After day one we surmised we were leading, so the wine tasting at the nearby Planeta Vineyard tasted all the sweeter for it. Planeta, for those interested in vineyards and wine tasting (Mrs Clive is a self-proclaimed authority), still manages to possess casks of old-world charm with a very contemporary food and wine experience, all housed in a 16th-century barn.
It was almost a shame my better half wasn’t with me to enjoy the wonderful occasion.

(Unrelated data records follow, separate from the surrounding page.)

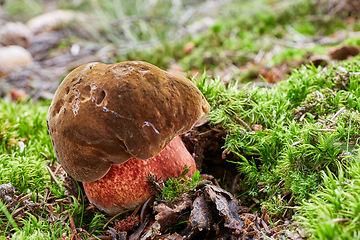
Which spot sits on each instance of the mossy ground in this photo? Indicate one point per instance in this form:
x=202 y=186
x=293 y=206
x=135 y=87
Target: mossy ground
x=295 y=142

Back at the resort, the rooms were exquisitely appointed; the bathroom even managed room for a fruiting lime tree!
There are shelves full of Italian novels too — all in English — which might well have been read, had I not found myself, in a fit of over-confidence, enjoying the company of my teammates back in the bar sampling some the best Moscow mules you’ll ever taste, followed by two or three of the most exquisite Sicilian martinis the area has to offer.
The following day we tackled the the East, which is the stronger of the two; with raised greens, deeper bunkers and some severe slopes on the putting surfaces. All typified by the 11th, a par 5, just shy of 600 yards, where the green always seems to be just around the corner and just out of reach.
For the Sicilian Open in 2012, won by Danish star Thorbjorn Olesen, a composite course was made comprising eight holes from the West and 10 from the East, which was just as well because both courses weave in and out of each other constantly.
While our play wasn’t as stellar as day one, it was still pretty strong, even including an eagle and a few birdies. And in true Sicilian style, the scoring at the prize-giving resembled nothing like the format we had all been playing to, leaving a few of us confused.
Ultimately, our team came up short by just a single point meaning we were now the proud owners of a rather fine Verdura-embossed golf shirt. While we resisted the temptation to blame the Dutchman for not being a team player, you could not fault the enthusiasm in which we commiserated with several more martinis and incomprehensibly amusing pan-European banter.
And if you see a slightly rosy-cheeked, amely chap playing golf at your club with a bright red Verdura golf shirt, two sizes too big, that’ll be me.